Vik's Newsletter

Vik's Newsletter

A Beginner’s Guide to Interconnects in AI Datacenters

Understanding performance and trade-offs shaping interconnect choices in AI datacenters.

Vikram Sekar's avatar
Vikram Sekar
Sep 08, 2025
∙ Paid
12
4
Share

Welcome to a 🔒 subscriber-only deep-dive edition 🔒 of my weekly newsletter. Each week, I help investors, professionals and students stay up-to-date on complex topics, and navigate the semiconductor industry.

If you’re new, start here. As a paid subscriber, you will get additional in-depth content. We also have student discounts and lower pricing for purchasing power parity (see discounts). See here for all the benefits of upgrading your subscription tier!

Understand the semiconductor industry. Stay ahead of the curve! 📈


Interconnects in datacenters are equally if not more important than compute and memory.

Considering that a single rack has 2 kilometers of copper, and there are hundreds of racks in a datacenter, the sheer scale of AI datacenter deployments makes interconnects an interesting business opportunity.

Interconnects range from a few millimeters in on-die connections to high speed optical links that run hundreds of kilometers and hook entire datacenters together. This makes the choice of interconnect a critical factor in the design of datacenters that determines performance, power consumption and total cost of ownership.

In this deep-dive post, we will discuss how interconnects connect various parts of a datacenter, what kinds of interconnects are best for what application, and what the future holds.

We will cover:

  • Overview of AI datacenter networking: A high level view of what networks constitute a datacenter.

  • Compute fabric: A detailed look at how GPUs are hooked up in a rack using NVLink as an example.

  • Backend network: How racks are connected together using ToR switches and leaf-spine-core architectures, how Nvidia uses rail-optimization, and how networking is disaggregated into its own rack.

  • Frontend, out-of-band, datacenter networks: How racks are connected to the outside world, and for monitoring purposes.

For paid subscribers:

  • Interconnect distances and speeds: What signaling speeds are used at the GPU, intra- and inter-rack levels, and how reach plays a role.

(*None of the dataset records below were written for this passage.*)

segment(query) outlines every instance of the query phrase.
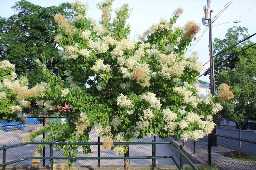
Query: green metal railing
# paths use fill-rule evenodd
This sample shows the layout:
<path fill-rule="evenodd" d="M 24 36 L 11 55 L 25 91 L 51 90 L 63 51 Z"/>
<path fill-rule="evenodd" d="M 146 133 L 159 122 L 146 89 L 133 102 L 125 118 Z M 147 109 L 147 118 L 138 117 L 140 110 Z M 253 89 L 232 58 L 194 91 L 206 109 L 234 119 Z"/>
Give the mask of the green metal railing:
<path fill-rule="evenodd" d="M 3 163 L 0 164 L 0 167 L 3 166 L 3 170 L 5 170 L 5 166 L 9 164 L 21 162 L 29 159 L 48 159 L 50 161 L 51 170 L 52 170 L 53 167 L 53 160 L 54 159 L 69 159 L 69 160 L 85 160 L 85 159 L 152 159 L 152 168 L 154 170 L 156 167 L 156 159 L 170 158 L 172 159 L 179 169 L 183 169 L 183 159 L 188 163 L 193 169 L 197 170 L 195 165 L 183 153 L 183 146 L 181 145 L 180 149 L 172 142 L 113 142 L 113 144 L 120 145 L 133 144 L 152 144 L 152 156 L 138 156 L 138 157 L 56 157 L 52 156 L 53 145 L 100 145 L 103 144 L 102 142 L 29 142 L 18 144 L 6 146 L 3 145 L 0 148 L 0 151 L 3 151 Z M 180 164 L 179 165 L 176 160 L 172 156 L 156 156 L 156 144 L 171 144 L 175 149 L 180 153 Z M 50 146 L 50 157 L 27 157 L 21 159 L 17 159 L 7 162 L 6 162 L 6 150 L 11 148 L 15 148 L 28 144 L 47 144 Z"/>

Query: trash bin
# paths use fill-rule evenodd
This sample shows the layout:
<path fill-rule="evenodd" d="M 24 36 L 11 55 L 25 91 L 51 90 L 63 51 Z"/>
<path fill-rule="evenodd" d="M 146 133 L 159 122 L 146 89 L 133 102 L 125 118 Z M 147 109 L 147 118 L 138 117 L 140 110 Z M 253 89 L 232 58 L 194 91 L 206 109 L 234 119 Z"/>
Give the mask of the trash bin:
<path fill-rule="evenodd" d="M 239 123 L 239 122 L 236 122 L 236 129 L 239 129 L 239 126 L 238 125 L 238 124 Z"/>
<path fill-rule="evenodd" d="M 256 123 L 251 123 L 251 130 L 256 130 Z"/>
<path fill-rule="evenodd" d="M 242 122 L 243 123 L 243 122 Z M 242 126 L 242 130 L 247 130 L 247 122 L 244 122 Z"/>

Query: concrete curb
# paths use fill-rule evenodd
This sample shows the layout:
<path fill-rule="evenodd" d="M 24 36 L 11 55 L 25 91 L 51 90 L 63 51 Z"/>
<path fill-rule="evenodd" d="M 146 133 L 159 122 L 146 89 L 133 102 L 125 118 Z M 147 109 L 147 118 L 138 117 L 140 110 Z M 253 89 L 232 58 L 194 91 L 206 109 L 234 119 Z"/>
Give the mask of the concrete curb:
<path fill-rule="evenodd" d="M 228 130 L 239 130 L 239 129 L 236 129 L 236 128 L 226 128 L 226 127 L 217 127 L 217 128 L 219 129 L 228 129 Z M 241 129 L 241 131 L 244 131 L 245 132 L 256 132 L 256 130 L 242 130 Z"/>

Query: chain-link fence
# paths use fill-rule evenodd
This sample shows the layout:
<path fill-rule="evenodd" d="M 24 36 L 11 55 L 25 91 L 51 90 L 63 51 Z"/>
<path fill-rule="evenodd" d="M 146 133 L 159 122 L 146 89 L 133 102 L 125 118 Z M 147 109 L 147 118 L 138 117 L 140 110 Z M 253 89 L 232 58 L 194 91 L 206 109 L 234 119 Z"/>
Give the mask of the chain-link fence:
<path fill-rule="evenodd" d="M 211 135 L 217 137 L 217 145 L 209 144 L 210 165 L 223 170 L 256 169 L 256 142 L 220 135 Z"/>
<path fill-rule="evenodd" d="M 26 135 L 31 133 L 32 131 L 38 127 L 42 127 L 46 126 L 47 120 L 52 120 L 55 118 L 65 119 L 65 118 L 55 118 L 51 117 L 29 117 L 28 120 L 24 125 L 26 126 L 24 130 L 18 128 L 11 128 L 8 132 L 3 130 L 0 130 L 0 145 L 9 145 L 22 142 L 22 139 Z M 0 121 L 1 122 L 1 121 Z M 4 123 L 2 121 L 0 123 Z M 45 137 L 47 134 L 44 134 Z M 44 135 L 39 136 L 36 138 L 35 141 L 39 142 L 44 137 Z M 155 140 L 156 142 L 166 141 L 164 139 L 159 138 L 158 136 L 149 137 L 145 137 L 142 139 L 134 138 L 132 142 L 152 142 Z M 90 142 L 102 142 L 101 137 L 99 137 L 97 133 L 94 130 L 90 134 Z M 37 146 L 35 145 L 30 145 L 8 149 L 6 153 L 6 161 L 20 159 L 22 158 L 33 156 L 36 150 Z M 175 149 L 171 144 L 160 144 L 156 145 L 156 156 L 172 155 L 175 160 L 179 162 L 180 161 L 180 155 L 175 151 Z M 91 145 L 90 146 L 91 152 L 86 155 L 83 153 L 81 147 L 78 148 L 77 156 L 78 157 L 116 157 L 117 155 L 111 150 L 106 150 L 102 145 Z M 152 154 L 152 145 L 133 145 L 129 146 L 129 150 L 130 156 L 151 156 Z M 44 151 L 41 154 L 41 156 L 49 157 L 50 156 L 50 147 L 45 146 Z M 62 157 L 63 153 L 62 150 L 57 151 L 54 150 L 53 156 Z M 2 160 L 2 155 L 0 154 L 0 161 Z M 148 159 L 132 159 L 131 160 L 131 166 L 150 166 L 152 160 Z M 63 163 L 61 161 L 56 160 L 58 164 Z M 192 161 L 193 162 L 193 161 Z M 157 166 L 162 166 L 173 165 L 174 163 L 170 159 L 159 159 L 156 160 Z M 193 162 L 194 163 L 194 162 Z M 28 160 L 14 164 L 16 165 L 30 165 L 31 160 Z M 50 161 L 41 160 L 39 165 L 40 166 L 47 166 L 50 164 Z M 75 166 L 82 166 L 90 167 L 101 167 L 104 166 L 120 166 L 124 165 L 124 160 L 102 160 L 100 161 L 96 160 L 77 160 L 74 164 Z M 13 164 L 12 164 L 13 166 Z"/>

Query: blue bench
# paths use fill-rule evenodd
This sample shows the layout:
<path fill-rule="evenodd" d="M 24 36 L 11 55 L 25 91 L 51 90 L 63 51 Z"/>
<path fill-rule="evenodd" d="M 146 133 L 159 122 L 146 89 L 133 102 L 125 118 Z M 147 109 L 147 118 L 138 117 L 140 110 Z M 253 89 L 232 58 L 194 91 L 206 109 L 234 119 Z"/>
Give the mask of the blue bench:
<path fill-rule="evenodd" d="M 5 132 L 9 132 L 10 129 L 18 128 L 22 130 L 24 130 L 26 126 L 23 125 L 22 123 L 19 122 L 14 122 L 9 123 L 1 123 L 0 126 L 2 127 L 2 129 Z"/>

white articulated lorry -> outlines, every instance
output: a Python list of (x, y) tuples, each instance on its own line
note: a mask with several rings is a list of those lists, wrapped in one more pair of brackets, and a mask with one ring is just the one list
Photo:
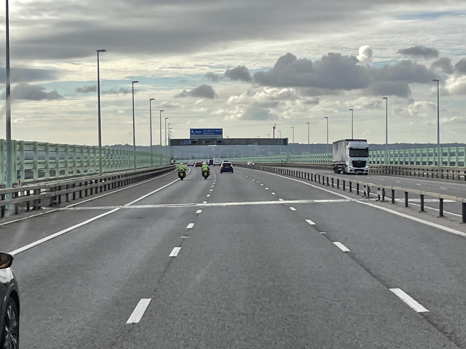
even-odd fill
[(340, 140), (333, 143), (332, 165), (335, 173), (369, 173), (369, 145), (367, 140)]

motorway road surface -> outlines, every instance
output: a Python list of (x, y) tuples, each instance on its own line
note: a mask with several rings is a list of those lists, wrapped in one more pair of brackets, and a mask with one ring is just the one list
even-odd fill
[(3, 226), (21, 347), (466, 348), (465, 238), (235, 170)]

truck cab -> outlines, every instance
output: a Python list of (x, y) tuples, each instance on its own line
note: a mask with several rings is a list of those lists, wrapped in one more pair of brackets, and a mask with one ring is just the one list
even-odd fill
[(335, 173), (367, 174), (369, 145), (367, 140), (345, 139), (333, 143), (332, 164)]

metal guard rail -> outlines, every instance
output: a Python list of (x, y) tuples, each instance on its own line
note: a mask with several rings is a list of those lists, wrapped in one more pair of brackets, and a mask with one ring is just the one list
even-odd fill
[[(43, 206), (42, 200), (46, 199), (50, 199), (50, 206), (56, 206), (61, 204), (62, 195), (65, 195), (66, 202), (68, 202), (70, 196), (73, 200), (81, 199), (83, 196), (88, 196), (123, 187), (163, 174), (174, 169), (174, 165), (168, 165), (155, 168), (122, 171), (101, 175), (85, 176), (68, 180), (52, 181), (8, 189), (0, 189), (1, 217), (4, 217), (6, 206), (8, 205), (14, 205), (15, 214), (19, 214), (19, 206), (22, 204), (26, 204), (28, 212), (31, 209), (40, 209)], [(8, 198), (8, 196), (12, 197)]]
[[(292, 177), (296, 177), (297, 178), (302, 178), (303, 179), (307, 179), (313, 182), (318, 182), (323, 185), (326, 184), (326, 179), (327, 179), (326, 184), (327, 186), (331, 185), (334, 188), (336, 186), (337, 189), (339, 189), (340, 186), (342, 187), (344, 190), (346, 190), (347, 186), (350, 192), (352, 192), (353, 190), (356, 190), (356, 193), (359, 194), (360, 191), (363, 191), (364, 196), (365, 197), (370, 197), (372, 189), (375, 189), (378, 200), (380, 201), (385, 201), (385, 197), (389, 198), (391, 200), (391, 203), (395, 204), (395, 193), (396, 190), (401, 191), (404, 193), (404, 206), (409, 207), (408, 205), (408, 201), (409, 194), (415, 194), (419, 195), (420, 199), (421, 211), (424, 212), (424, 196), (430, 196), (431, 197), (438, 199), (439, 201), (439, 216), (444, 217), (443, 214), (443, 202), (444, 200), (453, 200), (454, 201), (459, 202), (461, 204), (462, 219), (463, 223), (466, 223), (466, 199), (462, 197), (457, 197), (451, 195), (444, 195), (443, 194), (439, 194), (438, 193), (432, 192), (430, 191), (424, 191), (423, 190), (417, 190), (416, 189), (411, 189), (409, 188), (404, 188), (400, 187), (392, 187), (390, 186), (386, 186), (380, 184), (375, 184), (374, 183), (365, 182), (364, 181), (353, 180), (348, 178), (348, 177), (341, 177), (332, 174), (316, 174), (310, 172), (305, 172), (304, 171), (298, 171), (296, 170), (290, 170), (289, 169), (282, 168), (280, 167), (271, 166), (267, 165), (248, 165), (244, 164), (235, 164), (235, 166), (246, 168), (252, 168), (256, 170), (260, 170), (273, 173), (280, 174), (285, 175), (289, 175)], [(354, 185), (356, 185), (355, 188)], [(362, 189), (361, 189), (362, 188)], [(391, 195), (387, 194), (387, 190), (389, 190)], [(366, 194), (367, 193), (367, 194)], [(374, 194), (372, 194), (374, 195)]]
[[(279, 167), (298, 167), (332, 171), (331, 164), (260, 163), (259, 165)], [(423, 177), (438, 179), (451, 179), (466, 181), (466, 168), (432, 167), (429, 166), (398, 166), (396, 165), (371, 165), (369, 173), (377, 174), (394, 174), (412, 177)]]

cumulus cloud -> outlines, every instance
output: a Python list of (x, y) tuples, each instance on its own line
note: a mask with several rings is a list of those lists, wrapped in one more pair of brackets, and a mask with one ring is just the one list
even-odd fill
[(162, 102), (160, 103), (160, 107), (166, 108), (182, 108), (183, 105), (176, 102)]
[(455, 64), (455, 70), (460, 74), (466, 74), (466, 58), (463, 58)]
[(203, 79), (206, 80), (210, 80), (213, 81), (214, 82), (218, 82), (221, 78), (219, 74), (216, 74), (215, 73), (213, 73), (212, 72), (209, 72), (206, 73), (204, 75)]
[(190, 91), (183, 90), (175, 96), (179, 97), (197, 97), (200, 98), (216, 98), (218, 95), (215, 93), (213, 88), (210, 85), (201, 85)]
[(244, 81), (249, 82), (252, 81), (252, 77), (248, 69), (244, 65), (238, 65), (236, 68), (227, 69), (225, 72), (225, 78), (234, 81)]
[[(30, 85), (27, 82), (18, 84), (11, 91), (12, 100), (24, 99), (38, 101), (43, 99), (60, 99), (63, 96), (56, 91), (46, 92), (46, 88), (36, 85)], [(3, 91), (1, 97), (4, 99), (6, 95)]]
[(452, 74), (453, 72), (453, 66), (451, 65), (451, 60), (447, 57), (442, 57), (438, 61), (435, 61), (431, 66), (432, 68), (438, 68), (444, 73)]
[(96, 85), (93, 86), (87, 86), (84, 85), (82, 87), (78, 87), (74, 90), (76, 93), (89, 93), (89, 92), (95, 92), (97, 91), (97, 86)]
[(287, 53), (271, 69), (256, 73), (254, 80), (266, 86), (304, 87), (302, 93), (309, 96), (362, 89), (373, 95), (408, 97), (411, 95), (408, 84), (430, 83), (436, 77), (433, 71), (411, 60), (372, 67), (369, 65), (370, 48), (362, 47), (360, 53), (362, 61), (353, 56), (330, 53), (314, 62)]
[[(119, 89), (111, 89), (111, 90), (107, 90), (106, 91), (104, 91), (102, 92), (102, 94), (103, 95), (116, 95), (117, 94), (123, 94), (123, 95), (126, 95), (127, 94), (131, 93), (132, 90), (131, 89), (126, 88), (125, 87), (121, 87)], [(134, 93), (137, 92), (137, 90), (134, 90)]]
[(398, 50), (398, 53), (411, 57), (422, 57), (424, 58), (434, 58), (438, 56), (438, 50), (424, 45), (416, 45)]
[(361, 62), (361, 64), (369, 66), (372, 65), (372, 49), (367, 45), (359, 48), (359, 54), (356, 58)]

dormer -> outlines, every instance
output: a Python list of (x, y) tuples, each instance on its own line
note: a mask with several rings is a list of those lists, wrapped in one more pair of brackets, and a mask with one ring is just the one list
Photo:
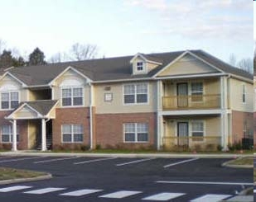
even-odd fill
[(146, 54), (138, 53), (130, 60), (133, 66), (133, 74), (147, 74), (162, 64), (162, 63), (156, 60), (156, 59), (152, 59)]

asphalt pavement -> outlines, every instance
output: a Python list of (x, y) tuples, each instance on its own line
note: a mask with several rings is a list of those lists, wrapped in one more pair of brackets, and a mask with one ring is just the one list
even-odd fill
[(1, 201), (219, 201), (253, 186), (252, 169), (225, 158), (0, 157), (0, 167), (53, 178), (0, 186)]

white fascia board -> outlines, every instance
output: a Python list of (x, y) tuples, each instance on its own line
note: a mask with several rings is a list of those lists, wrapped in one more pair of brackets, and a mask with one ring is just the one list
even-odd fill
[[(16, 112), (17, 112), (19, 110), (21, 110), (22, 107), (24, 106), (27, 106), (28, 108), (30, 108), (32, 111), (34, 111), (35, 113), (37, 114), (37, 118), (41, 118), (43, 117), (43, 115), (39, 113), (37, 110), (36, 110), (33, 107), (31, 107), (31, 106), (29, 106), (27, 103), (23, 103), (22, 106), (20, 106), (20, 107), (18, 107), (16, 110), (12, 111), (11, 115), (9, 115), (6, 119), (9, 120), (9, 119), (13, 119), (12, 115), (15, 114)], [(20, 119), (20, 118), (18, 118)]]
[(22, 82), (20, 79), (18, 79), (17, 77), (15, 77), (13, 74), (12, 74), (9, 72), (6, 72), (1, 78), (0, 78), (0, 81), (5, 78), (7, 75), (9, 75), (11, 78), (12, 78), (14, 80), (16, 80), (17, 82), (18, 82), (19, 83), (21, 83), (22, 85), (22, 87), (27, 87), (27, 84), (25, 84), (24, 82)]
[(159, 72), (157, 72), (156, 74), (153, 75), (153, 78), (156, 78), (159, 73), (162, 73), (164, 70), (166, 70), (169, 66), (175, 63), (176, 61), (178, 61), (180, 59), (181, 59), (186, 54), (187, 54), (188, 51), (184, 51), (181, 55), (176, 57), (174, 60), (172, 60), (171, 63), (169, 63), (167, 65), (166, 65), (162, 69), (161, 69)]
[(73, 68), (72, 66), (69, 66), (67, 67), (65, 69), (64, 69), (64, 71), (62, 71), (57, 77), (56, 77), (54, 79), (52, 79), (49, 83), (48, 86), (52, 86), (53, 82), (58, 79), (60, 77), (61, 77), (65, 73), (66, 73), (68, 70), (71, 69), (72, 71), (75, 72), (76, 73), (78, 73), (79, 75), (80, 75), (81, 77), (83, 77), (84, 78), (85, 78), (88, 82), (91, 82), (92, 80), (90, 78), (89, 78), (88, 77), (86, 77), (85, 74), (81, 73), (80, 71), (76, 70), (75, 68)]
[(230, 73), (230, 76), (231, 76), (231, 78), (237, 78), (239, 80), (242, 80), (244, 82), (247, 82), (254, 84), (254, 79), (249, 79), (249, 78), (244, 78), (244, 77), (241, 77), (241, 76), (238, 76), (238, 75), (235, 75), (235, 74), (233, 74), (233, 73)]
[(162, 63), (159, 63), (159, 62), (156, 62), (156, 61), (153, 61), (153, 60), (149, 60), (149, 59), (147, 59), (142, 54), (140, 53), (138, 53), (137, 54), (135, 54), (133, 56), (133, 58), (130, 60), (130, 63), (133, 63), (134, 59), (137, 59), (138, 57), (141, 57), (145, 62), (147, 62), (147, 63), (156, 63), (156, 64), (162, 64)]
[(155, 78), (156, 80), (166, 80), (166, 79), (177, 79), (177, 78), (210, 78), (210, 77), (221, 77), (228, 76), (228, 73), (204, 73), (204, 74), (193, 74), (193, 75), (179, 75), (179, 76), (170, 76), (170, 77), (159, 77)]

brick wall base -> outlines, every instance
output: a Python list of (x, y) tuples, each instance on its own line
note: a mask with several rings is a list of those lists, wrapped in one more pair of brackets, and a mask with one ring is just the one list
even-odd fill
[[(148, 143), (124, 143), (124, 123), (147, 123)], [(156, 148), (157, 115), (155, 113), (95, 115), (95, 144), (102, 148)]]

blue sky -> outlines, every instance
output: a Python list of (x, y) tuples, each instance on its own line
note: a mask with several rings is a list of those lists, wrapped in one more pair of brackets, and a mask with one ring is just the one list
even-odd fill
[(49, 59), (79, 42), (96, 45), (98, 57), (202, 49), (225, 61), (231, 53), (253, 58), (253, 1), (0, 0), (0, 39), (22, 54), (38, 46)]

  • Copper versus Optical: Where to use what, and why.

  • Speed and reach tradeoff: Understanding the key tradeoffs required to choose the correct interconnect technology at any point in the datacenter.

  • Copper interconnect technologies: A look at DAC, ACC and AEC copper cables, what technologies in them enables higher reach, pros and cons regarding power, cost and reach, and where they are used in datacenters.

  • Where is all this going? A short discussion on why copper is not dead, and where optics might play a role going forward.

Read time: 13-15 mins

Upgrade your subscription, and get access to all these newsletters — past, present and future!


Top Level View of an AI Datacenter Network

To understand interconnect requirements, let us start at the level of the AI datacenter and understand how the network is constructed.

AI datacenters have multiple data halls in which there are many IT racks containing compute and networking hardware. Each IT rack has multiple compute servers and network switches which are all connected together using intra-rack networks. Each compute server also has multiple CPUs/GPUs, which are also connected together. The racks themselves are connected together using inter-rack networks and ultimately, datacenters are connected to the outside world including other datacenters.

The interconnect requirements for each of these networks is different. Depending on their function in a datacenter, there are five types of networks within the data center: compute fabric, backend, frontend, out-of-band, and datacenter interconnect. We will discuss each one briefly and then present the interconnect technologies available to implement network connections.

AI clusters with backend and frontend networks
Source: Marvell

I would also recommend reading Austin Lyon’s two part introduction to GPU networking in datacenters for a gentle introduction to this topic because what follows will be more detailed.

Compute fabric

This network connects GPUs, CPUs and memory within a compute server. They can also connect different compute nodes within a rack in what is called scale-up networking. Let us look at Nvidia’s DGX GB200 as an example.

A single NVL72 rack has 18 compute trays and 9 switch trays. Every compute tray has 2 GB200 superchips, each of which contains 1 Grace CPU and 2 Blackwell GPUs. Thus, for 18 compute trays, there are 18×4 = 72 GPUs. Also, each GPU has 18 NVLink 5.0 (Nvidia proprietary PHY) links, which means that a total of 72×18 = 1,296 ports are required to hook them all up so that all GPUs are interconnected.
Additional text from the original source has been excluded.